… I can appreciate that part of my soul shares something with that of plants and flowers and vegetables. Why else would I have a ficus in my living room, a garden of herbs and tomatoes just outside the house, and peonies and orchids blossoming around me? Are they just physically there like the furniture, or are we cousins of a sort? Am I more at home with this vegetative life? Thomas Moore*
Since my recent relocation to Southland New Zealand, I have been searching for a sense of what home means to me. I didn’t relocate for my own job– my husband accepted a position here, and I am more than happy to accompany him on this adventure. But a sense of home is critically important to finding my place and purpose. In some ways I have been trying to work this out for more than a decade, as I designed a new life after a divorce. Fifteen years ago I drove away from my house that I had helped to design and build and raise two children in — a house across the street from where I had grown up — to live alone several towns away in an apartment over a barn. I had no idea what would happen to me next or where I would end up. There have been seven moves since. In my wildest dreams I never imagined I would end up on the bottom of this far-flung island in the South Pacific, over 9000 miles from New England.
It’s easy for me to say that the first element of home is having loved ones nearby. No structure, garden, neighborhood, beach or mountain vista can replace the need I have to be close to my family. The bridge we used to move here was family, in fact, because two of my stepdaughters had settled here and now we have Kiwi grandchildren and a growing clan. But I still had to leave family, friends, and loved ones in the US. How did people bear to do this before the days of Facetime, Skype,Facebook, and Air New Zealand? I can’t even imagine the sense of loss and distance. Many people here emigrated from the British Isles, over 11,000 miles away. The Maoris arrived here from other islands, voyaging in canoes across dangerous oceans.

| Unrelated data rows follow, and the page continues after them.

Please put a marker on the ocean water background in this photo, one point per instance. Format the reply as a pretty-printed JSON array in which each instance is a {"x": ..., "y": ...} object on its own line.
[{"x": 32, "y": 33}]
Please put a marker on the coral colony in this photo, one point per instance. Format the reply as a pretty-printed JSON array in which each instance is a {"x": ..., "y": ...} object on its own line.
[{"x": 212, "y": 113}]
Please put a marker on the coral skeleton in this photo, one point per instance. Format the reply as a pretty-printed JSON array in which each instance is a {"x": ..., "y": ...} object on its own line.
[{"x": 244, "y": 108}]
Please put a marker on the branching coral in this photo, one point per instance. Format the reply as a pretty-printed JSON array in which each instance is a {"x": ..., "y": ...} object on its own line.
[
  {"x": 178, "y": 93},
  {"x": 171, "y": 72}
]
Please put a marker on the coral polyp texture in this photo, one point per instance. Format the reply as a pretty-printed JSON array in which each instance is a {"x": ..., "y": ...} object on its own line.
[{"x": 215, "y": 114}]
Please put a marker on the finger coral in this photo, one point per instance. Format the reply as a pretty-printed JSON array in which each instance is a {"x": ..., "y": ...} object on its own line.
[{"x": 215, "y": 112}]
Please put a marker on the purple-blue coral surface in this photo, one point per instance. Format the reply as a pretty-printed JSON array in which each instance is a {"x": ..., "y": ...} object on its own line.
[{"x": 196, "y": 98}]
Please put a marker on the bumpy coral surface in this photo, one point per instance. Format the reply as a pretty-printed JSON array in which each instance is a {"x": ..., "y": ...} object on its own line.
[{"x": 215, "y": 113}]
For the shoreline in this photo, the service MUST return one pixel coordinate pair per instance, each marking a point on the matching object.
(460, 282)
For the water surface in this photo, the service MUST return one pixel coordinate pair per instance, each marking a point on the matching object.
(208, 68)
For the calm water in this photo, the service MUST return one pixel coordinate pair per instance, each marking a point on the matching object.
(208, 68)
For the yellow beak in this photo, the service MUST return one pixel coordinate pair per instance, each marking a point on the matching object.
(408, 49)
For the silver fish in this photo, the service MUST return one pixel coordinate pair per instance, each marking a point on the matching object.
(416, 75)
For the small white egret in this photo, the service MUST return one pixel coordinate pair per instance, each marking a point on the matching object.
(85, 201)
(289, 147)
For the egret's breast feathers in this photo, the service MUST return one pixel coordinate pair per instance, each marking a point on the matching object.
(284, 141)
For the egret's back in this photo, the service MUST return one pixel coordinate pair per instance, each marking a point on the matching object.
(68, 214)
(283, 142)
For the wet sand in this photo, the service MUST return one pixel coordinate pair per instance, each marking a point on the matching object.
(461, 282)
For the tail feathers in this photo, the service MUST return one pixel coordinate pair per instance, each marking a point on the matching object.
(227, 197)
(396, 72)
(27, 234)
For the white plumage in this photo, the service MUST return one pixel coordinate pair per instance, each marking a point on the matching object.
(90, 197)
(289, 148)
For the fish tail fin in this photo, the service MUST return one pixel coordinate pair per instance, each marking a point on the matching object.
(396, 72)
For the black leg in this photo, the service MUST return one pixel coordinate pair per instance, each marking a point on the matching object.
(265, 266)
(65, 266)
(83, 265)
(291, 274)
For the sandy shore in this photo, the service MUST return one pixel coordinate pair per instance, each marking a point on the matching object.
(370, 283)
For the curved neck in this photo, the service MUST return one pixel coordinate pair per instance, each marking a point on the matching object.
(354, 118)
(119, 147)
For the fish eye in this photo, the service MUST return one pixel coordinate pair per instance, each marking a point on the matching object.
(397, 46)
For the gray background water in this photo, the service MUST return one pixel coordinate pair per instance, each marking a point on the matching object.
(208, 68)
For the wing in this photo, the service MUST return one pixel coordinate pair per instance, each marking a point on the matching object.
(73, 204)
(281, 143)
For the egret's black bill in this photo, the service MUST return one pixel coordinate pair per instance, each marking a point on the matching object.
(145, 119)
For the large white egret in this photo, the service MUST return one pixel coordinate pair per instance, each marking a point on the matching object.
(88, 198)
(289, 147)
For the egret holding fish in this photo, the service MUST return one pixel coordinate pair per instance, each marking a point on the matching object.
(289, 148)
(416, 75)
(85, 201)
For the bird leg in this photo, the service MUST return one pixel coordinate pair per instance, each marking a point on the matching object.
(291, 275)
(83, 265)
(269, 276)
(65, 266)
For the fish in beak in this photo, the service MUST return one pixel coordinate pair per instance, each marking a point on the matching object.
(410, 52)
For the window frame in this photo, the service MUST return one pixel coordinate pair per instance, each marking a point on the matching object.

I have noticed that in New Zealand we are not only privileged to enjoy the natural scenery, but that the people here really know how to garden. The most modest of homes often are bedecked in flowers, garden trellises, and shrubbery with a tiny glasshouse in the back yard near the shed. In fact, yards are not a big deal at all (except for use as grazing or sport!) Hedges, paths, flowering shrubs, raised boxes, vines, fruits and veggies are worked around the homes amidst the sheep pens, pastures and bush.
I sometimes question whether I should “invest” the effort and expense to develop the gardens around this house because I may only be here a few short years. But then I realize that the simplest acts of cultivation around the place brings me happiness: for instance, raking away the old leaves reveals some lovely rocks that were carefully placed by a former inhabitant. And the hassle of setting up a new raised veggie box will be worth it when I can step outside and collect fresh greens for dinner. There is no better way to connect with a home than to grow and cook your food.
It will be a while before this feels like where I belong, but I think I have found one of the paths—and I can gaze at it from my window.